Estaba el autobús, como siempre, lleno de gente variopinta y ausente y, como casi siempre, con alguien dando la nota. El tipo iba vestido de forma estrafalaria con unos ropajes raídos y negros y una gorra cuajada de lágrimas de plata, superpuestas unas sobre las otras. La cara exageradamente maquillada y con una sonrisa que incitaba al repudio. No obstante, presentaba un par de dientes que asomaban convulsivamente cada vez que se reía, y no paraba de reír el muy cabrón.El ruido en el 42 era habitualmente enorme, más a esa hora en la que la mayoría de los viajeros son gente con prisa y con la mente en no se sabe dónde. Al llegar a la estación del Norte, el jovenzuelo histriónico y grosero, se bajó gritando a todos los que aún permanecíamos en el autobús. - ¡Mierda, mierda, mierda! - riéndose a mandíbula batiente, enseñando unos horribles y sucios dientes, rezumando sarro y restos de comida. Haciéndonos un corte de mangas general, nos dejó en esa parada. Jamás le volví a ver, pero su cara y su expresión desencajada nunca las podré olvidar. Se lo consulté a mi psiquiatra, pero ella no estaba por la labor de ayudar. Sólo me dijo que era cuestión de esperar.
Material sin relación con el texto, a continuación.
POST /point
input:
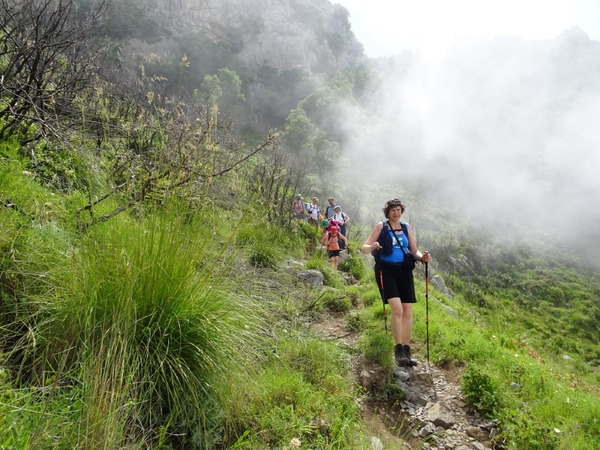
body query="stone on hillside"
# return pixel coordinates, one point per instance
(438, 415)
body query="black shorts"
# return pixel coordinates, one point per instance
(397, 282)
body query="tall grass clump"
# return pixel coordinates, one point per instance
(143, 323)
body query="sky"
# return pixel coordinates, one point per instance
(386, 27)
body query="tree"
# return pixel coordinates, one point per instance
(46, 59)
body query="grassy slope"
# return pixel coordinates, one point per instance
(510, 326)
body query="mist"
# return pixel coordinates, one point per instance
(500, 130)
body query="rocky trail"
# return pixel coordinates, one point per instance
(433, 415)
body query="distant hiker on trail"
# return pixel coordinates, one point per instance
(331, 240)
(342, 220)
(314, 213)
(298, 208)
(329, 211)
(397, 246)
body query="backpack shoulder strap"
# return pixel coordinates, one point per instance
(405, 230)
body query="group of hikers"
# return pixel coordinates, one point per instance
(394, 247)
(333, 220)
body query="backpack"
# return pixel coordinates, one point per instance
(298, 207)
(386, 242)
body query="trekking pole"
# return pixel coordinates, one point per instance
(427, 308)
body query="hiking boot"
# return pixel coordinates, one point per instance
(411, 360)
(400, 355)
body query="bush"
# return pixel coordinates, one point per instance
(481, 391)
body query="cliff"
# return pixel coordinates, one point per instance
(312, 35)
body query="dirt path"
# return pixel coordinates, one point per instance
(433, 415)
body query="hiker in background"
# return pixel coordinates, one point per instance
(314, 213)
(342, 220)
(329, 211)
(331, 240)
(298, 208)
(396, 282)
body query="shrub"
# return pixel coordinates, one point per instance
(481, 391)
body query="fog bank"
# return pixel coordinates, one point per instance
(499, 129)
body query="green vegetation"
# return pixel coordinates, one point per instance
(149, 289)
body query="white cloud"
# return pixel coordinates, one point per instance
(385, 27)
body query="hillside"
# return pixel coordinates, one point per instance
(155, 291)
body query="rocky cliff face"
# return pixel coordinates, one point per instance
(313, 35)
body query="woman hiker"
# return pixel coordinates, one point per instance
(331, 239)
(395, 281)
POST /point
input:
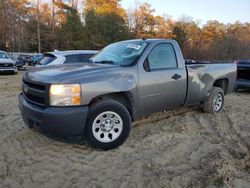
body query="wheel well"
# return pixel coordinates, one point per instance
(125, 98)
(222, 83)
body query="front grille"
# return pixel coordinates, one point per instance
(36, 93)
(6, 65)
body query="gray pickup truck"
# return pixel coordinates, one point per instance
(98, 101)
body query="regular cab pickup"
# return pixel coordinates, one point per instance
(98, 101)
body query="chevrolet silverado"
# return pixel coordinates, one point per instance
(97, 101)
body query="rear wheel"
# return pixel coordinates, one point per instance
(108, 125)
(215, 101)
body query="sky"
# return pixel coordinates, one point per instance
(225, 11)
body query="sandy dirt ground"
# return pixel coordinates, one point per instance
(180, 148)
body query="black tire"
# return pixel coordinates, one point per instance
(209, 105)
(99, 108)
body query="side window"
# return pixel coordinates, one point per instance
(86, 57)
(161, 57)
(77, 58)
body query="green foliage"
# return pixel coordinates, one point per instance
(102, 22)
(72, 31)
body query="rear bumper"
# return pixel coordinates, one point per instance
(63, 123)
(242, 83)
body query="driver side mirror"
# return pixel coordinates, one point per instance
(146, 65)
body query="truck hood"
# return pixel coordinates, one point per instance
(2, 60)
(66, 73)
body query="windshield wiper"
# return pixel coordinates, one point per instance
(105, 62)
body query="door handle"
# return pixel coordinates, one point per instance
(176, 76)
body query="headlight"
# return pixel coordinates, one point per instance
(65, 95)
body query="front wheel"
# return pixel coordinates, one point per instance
(215, 101)
(108, 125)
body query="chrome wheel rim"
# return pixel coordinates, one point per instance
(218, 101)
(107, 127)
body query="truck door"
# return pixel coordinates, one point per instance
(162, 83)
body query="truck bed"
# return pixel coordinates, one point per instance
(243, 74)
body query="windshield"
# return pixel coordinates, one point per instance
(120, 53)
(4, 55)
(47, 58)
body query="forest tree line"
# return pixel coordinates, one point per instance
(40, 26)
Todavía, y han pasado diez años, me estoy preguntando a qué. Sigo soñando con ése tipo estúpido y con sonrisa burlona y desagradable que se ha metido en mi vida, espero que no para siempre. Para distraerme, leo en casa a Cortázar que con su juego de palabras correctas y frases perfectamente construidas consigue que me evada leyendo sus textos, haciéndome pensar que quizás no deba coger más el 42, aunque en él siga viajando Laura que, cuando la veo, me hacer recordar aquello que don Julio se encargó de aclararme, ¿o quizás confundirme?, en alguna ocasión que coincidimos en el cafetín parisino donde nos echábamos unos carajillos que olían a palo de santo:- Yo creo que desde muy pequeño mi desdicha y mi dicha al mismo tiempo fue no aceptar las cosas como dadas. A mí no me bastaba con que me dijeran que eso era una mesa, o que la palabra "madre" era la palabra "madre" y ahí se acaba todo. Al contrario, en el objeto mesa y en la palabra madre empezaba para mi un itinerario misterioso que a veces llegaba a franquear y en el que a veces me estrellaba. Maravilloso Cortázar, impío de mí, que sigo obsesionado con el 42. Y con Laura, claro.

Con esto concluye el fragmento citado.